Viel zu oft warten wir passiv darauf, dass uns Glück passiert. Dass es uns zufliegt, wie das viel zitierte Vogerl. Doch genau da liegt der Fehler, weiß Glückstrainerin Katharina Mühl. Sie verrät in ihrem soeben erschienenen Buch „Glückskompetenz“, was man selbst tun kann, um das Leben leichter zu nehmen. Und an jedem Tag mehr Freude zu empfinden.

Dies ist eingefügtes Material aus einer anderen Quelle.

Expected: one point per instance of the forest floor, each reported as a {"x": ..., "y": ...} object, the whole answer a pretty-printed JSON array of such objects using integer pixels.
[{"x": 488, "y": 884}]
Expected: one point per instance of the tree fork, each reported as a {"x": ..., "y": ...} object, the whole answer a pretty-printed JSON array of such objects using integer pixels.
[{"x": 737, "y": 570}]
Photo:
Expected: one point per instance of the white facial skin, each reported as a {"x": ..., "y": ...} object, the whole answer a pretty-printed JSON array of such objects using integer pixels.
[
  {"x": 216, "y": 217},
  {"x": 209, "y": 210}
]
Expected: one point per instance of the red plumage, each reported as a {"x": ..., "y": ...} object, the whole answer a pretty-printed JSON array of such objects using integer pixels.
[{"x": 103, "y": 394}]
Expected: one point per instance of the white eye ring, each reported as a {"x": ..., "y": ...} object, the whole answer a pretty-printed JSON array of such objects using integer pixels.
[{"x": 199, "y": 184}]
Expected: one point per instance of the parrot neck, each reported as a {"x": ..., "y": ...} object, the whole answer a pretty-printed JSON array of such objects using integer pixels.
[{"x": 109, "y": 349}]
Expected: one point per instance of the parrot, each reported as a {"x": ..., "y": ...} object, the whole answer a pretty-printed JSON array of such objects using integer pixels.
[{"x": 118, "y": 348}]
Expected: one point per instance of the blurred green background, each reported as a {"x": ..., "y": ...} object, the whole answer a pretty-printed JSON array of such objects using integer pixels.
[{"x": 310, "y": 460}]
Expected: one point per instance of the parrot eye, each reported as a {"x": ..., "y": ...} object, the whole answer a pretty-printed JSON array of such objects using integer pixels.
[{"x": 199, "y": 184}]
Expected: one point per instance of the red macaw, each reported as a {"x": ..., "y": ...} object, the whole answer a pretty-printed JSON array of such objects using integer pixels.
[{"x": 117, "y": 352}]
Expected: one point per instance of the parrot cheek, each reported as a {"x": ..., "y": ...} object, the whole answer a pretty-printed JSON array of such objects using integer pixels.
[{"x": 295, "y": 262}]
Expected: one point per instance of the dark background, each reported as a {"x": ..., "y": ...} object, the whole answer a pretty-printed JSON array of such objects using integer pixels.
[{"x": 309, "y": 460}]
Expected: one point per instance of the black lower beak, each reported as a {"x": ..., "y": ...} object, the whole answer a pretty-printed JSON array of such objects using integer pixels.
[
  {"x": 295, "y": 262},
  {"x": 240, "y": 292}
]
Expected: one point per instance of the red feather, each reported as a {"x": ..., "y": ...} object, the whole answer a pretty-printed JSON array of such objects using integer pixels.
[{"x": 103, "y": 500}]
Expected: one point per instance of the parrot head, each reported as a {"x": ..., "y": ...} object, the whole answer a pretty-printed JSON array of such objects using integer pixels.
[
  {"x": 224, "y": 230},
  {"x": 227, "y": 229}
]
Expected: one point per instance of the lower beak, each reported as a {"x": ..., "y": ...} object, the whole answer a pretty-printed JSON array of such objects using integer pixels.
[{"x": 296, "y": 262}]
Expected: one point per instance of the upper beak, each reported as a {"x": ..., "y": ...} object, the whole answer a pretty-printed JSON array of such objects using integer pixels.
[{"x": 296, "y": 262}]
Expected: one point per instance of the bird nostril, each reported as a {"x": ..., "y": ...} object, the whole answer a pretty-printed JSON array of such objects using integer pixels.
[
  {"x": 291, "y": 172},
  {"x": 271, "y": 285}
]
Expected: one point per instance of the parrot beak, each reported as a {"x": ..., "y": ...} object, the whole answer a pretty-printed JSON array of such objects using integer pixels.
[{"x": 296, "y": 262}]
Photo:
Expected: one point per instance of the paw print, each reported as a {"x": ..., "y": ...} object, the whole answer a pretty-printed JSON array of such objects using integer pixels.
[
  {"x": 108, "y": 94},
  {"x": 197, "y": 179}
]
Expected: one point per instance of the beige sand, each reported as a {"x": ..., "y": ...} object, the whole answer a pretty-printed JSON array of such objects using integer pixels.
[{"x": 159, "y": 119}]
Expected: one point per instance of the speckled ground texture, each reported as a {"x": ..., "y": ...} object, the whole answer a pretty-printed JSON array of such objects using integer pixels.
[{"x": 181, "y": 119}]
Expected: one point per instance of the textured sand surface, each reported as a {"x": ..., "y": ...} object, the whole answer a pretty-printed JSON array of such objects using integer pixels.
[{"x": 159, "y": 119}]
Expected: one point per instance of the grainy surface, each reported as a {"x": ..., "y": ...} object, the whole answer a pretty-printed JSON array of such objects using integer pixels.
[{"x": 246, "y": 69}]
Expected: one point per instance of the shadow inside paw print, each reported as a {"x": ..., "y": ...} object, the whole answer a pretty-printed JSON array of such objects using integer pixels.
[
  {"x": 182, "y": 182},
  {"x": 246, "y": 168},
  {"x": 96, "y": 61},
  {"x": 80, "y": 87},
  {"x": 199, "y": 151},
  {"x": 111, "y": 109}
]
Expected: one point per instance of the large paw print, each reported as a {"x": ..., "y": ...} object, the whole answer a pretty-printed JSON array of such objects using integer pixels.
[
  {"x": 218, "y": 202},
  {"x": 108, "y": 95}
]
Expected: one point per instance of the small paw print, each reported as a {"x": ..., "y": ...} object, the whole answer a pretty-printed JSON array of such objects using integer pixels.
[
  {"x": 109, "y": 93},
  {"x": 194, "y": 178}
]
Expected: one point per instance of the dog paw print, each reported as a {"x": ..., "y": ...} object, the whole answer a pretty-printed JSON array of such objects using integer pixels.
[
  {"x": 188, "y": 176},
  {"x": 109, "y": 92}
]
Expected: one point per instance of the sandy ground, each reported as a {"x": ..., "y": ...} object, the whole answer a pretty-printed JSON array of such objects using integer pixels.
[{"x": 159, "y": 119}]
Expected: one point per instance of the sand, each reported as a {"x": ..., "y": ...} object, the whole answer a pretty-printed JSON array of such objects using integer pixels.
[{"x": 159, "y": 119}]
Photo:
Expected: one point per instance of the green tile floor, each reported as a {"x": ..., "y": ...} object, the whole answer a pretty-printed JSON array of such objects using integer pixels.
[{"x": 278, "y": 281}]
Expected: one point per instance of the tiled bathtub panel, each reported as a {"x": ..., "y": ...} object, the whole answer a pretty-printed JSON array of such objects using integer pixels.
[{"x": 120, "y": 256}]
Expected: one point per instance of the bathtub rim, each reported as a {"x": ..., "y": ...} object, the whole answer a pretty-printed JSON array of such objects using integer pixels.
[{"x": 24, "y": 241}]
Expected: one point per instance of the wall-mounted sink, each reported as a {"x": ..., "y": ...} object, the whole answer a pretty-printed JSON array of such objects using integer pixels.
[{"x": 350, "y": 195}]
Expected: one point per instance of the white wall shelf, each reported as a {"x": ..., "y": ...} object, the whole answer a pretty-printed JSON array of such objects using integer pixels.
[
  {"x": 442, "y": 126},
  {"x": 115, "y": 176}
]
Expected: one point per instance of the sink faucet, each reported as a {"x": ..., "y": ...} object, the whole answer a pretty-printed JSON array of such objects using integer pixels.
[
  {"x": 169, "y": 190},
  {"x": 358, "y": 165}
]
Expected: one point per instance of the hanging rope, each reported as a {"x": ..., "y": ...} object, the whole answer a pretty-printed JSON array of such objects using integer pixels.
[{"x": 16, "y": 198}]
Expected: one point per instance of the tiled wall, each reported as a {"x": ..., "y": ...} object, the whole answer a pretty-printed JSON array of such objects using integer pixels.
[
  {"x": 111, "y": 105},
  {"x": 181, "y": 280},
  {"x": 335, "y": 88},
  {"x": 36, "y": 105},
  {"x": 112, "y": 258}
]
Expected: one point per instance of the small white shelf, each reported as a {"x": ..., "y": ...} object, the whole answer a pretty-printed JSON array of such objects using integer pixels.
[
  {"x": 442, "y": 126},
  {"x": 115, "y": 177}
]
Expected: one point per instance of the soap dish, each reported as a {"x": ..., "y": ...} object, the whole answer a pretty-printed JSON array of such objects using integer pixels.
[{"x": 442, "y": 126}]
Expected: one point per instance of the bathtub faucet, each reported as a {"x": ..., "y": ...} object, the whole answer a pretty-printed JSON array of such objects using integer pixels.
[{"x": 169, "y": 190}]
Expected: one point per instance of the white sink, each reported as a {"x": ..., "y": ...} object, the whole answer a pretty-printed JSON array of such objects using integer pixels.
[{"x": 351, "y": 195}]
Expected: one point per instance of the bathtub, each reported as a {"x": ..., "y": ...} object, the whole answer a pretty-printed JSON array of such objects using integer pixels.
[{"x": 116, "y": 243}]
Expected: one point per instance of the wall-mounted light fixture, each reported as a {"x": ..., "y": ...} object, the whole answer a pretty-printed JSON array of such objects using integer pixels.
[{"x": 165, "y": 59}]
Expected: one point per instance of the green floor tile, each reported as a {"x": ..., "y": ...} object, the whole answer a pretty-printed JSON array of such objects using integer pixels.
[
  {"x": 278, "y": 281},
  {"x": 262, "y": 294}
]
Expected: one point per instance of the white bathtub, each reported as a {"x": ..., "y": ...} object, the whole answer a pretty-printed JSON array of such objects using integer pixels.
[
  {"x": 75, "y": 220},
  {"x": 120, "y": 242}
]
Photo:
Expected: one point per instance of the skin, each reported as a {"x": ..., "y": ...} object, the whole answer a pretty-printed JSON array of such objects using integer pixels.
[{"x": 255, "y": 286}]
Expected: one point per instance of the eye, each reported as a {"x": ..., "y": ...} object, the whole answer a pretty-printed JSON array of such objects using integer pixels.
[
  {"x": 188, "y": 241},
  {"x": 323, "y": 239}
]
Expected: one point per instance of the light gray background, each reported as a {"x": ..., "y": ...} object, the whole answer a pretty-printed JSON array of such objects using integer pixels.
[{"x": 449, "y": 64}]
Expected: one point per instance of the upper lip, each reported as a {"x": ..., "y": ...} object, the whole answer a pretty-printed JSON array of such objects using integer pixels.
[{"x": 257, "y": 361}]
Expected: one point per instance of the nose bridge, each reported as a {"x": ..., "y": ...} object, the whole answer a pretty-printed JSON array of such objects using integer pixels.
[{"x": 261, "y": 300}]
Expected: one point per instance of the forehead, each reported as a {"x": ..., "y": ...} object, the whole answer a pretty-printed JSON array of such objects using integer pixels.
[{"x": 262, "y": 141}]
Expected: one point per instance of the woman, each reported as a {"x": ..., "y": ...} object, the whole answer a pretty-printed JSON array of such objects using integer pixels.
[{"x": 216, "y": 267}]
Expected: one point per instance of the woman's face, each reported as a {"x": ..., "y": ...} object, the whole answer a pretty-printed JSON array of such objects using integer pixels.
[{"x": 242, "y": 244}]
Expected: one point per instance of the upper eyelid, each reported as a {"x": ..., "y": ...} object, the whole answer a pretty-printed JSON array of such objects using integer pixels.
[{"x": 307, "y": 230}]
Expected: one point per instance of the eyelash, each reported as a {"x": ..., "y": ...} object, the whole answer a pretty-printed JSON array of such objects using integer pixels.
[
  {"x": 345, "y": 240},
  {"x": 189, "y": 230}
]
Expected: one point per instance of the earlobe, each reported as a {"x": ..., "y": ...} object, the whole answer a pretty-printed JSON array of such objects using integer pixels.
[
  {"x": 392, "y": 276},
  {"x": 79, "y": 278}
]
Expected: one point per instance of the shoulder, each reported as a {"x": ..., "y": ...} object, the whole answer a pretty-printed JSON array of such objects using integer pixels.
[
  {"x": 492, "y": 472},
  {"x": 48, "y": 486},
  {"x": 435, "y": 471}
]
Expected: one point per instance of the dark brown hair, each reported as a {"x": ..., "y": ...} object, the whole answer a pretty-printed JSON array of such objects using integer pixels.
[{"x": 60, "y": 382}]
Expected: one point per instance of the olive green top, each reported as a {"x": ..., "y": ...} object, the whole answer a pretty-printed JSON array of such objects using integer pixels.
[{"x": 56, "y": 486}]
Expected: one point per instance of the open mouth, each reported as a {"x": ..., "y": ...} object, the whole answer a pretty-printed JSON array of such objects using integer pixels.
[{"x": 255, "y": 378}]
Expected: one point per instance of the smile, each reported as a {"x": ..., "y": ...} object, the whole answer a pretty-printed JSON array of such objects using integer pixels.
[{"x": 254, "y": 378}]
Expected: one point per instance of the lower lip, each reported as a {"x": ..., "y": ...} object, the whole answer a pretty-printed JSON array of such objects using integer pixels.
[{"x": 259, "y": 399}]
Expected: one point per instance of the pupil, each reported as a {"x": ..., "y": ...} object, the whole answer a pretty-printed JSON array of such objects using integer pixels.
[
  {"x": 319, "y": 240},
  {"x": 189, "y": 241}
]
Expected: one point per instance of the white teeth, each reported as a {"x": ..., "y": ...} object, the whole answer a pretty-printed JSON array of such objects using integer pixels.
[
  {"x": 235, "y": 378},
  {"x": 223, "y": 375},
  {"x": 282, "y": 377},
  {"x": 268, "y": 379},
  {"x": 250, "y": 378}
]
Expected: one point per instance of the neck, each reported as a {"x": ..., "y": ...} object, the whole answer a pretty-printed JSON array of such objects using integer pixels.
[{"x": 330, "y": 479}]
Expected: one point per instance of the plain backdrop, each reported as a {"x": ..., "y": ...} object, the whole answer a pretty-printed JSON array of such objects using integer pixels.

KURIER: Um glücklich zu sein, steckt sich der Mensch Ziele. Nach dem Motto: Wenn ich meinen Traumjob habe, verheiratet oder wohlhabend bin, dann bin ich restlos glücklich. Ein Fehler?
Katharina Mühl: Das, was Sie beschreiben, nennt sich Ankunftsfehler. Durch diesen können wir unser Glück bis ans Sterbebett verschieben. Ich sehe Glück aber nicht als Ziel in der Zukunft, das wir irgendwann erreichen. Der Weg dahin darf uns auch schon glücklich machen.
Trotzdem definieren wir oft gar nicht, was wir für unser Glück wirklich brauchen.
Absolut. Wir sind sehr gut darin, zu wissen, was wir nicht wollen. Frage ich nach, was man stattdessen will, sind viele ratlos.
Also sollten wir anfangen, eine Definition zu finden.
Ich frage mich, bewusst naiv und ungläubig, wieso Menschen nicht in der Früh aufwachen und sich überlegen: Was mache ich heute Freudvolles? Ich kann wirklich nicht glauben, dass das nicht jeder macht. Sich die Frage stellt: Was plane ich heute Schönes oder wo setze ich meine Stärken ein?
Ist das der erste Schritt zu mehr Glück? Eine Art Glückstagesplan?
Genau, das muss gar nichts Großes sein. Das kann auch ein Spaziergang in der Mittagspause sein. Wir wissen ja, was uns guttut. Je öfter wir unseren inneren Schweinehund überwinden, desto stolzer sind wir auf uns. Stolz ist ein unglaublich schönes Gefühl, es ist Wertschätzung nach innen.
Gibt es weitere wirkungsvolle, aber unaufwendige Methoden für etwas mehr Unbeschwertheit?
Wir könnten in beruflichen Runden beginnen, gute Nachrichten zu erzählen. Ich finde es spannend, was passiert, wenn wir uns nicht am kollektiven „alles ist mies“ beteiligen.
Woher weiß man eigentlich, dass man glücklich ist? Braucht es dieses leichte, beschwingte Gefühl im Alltag?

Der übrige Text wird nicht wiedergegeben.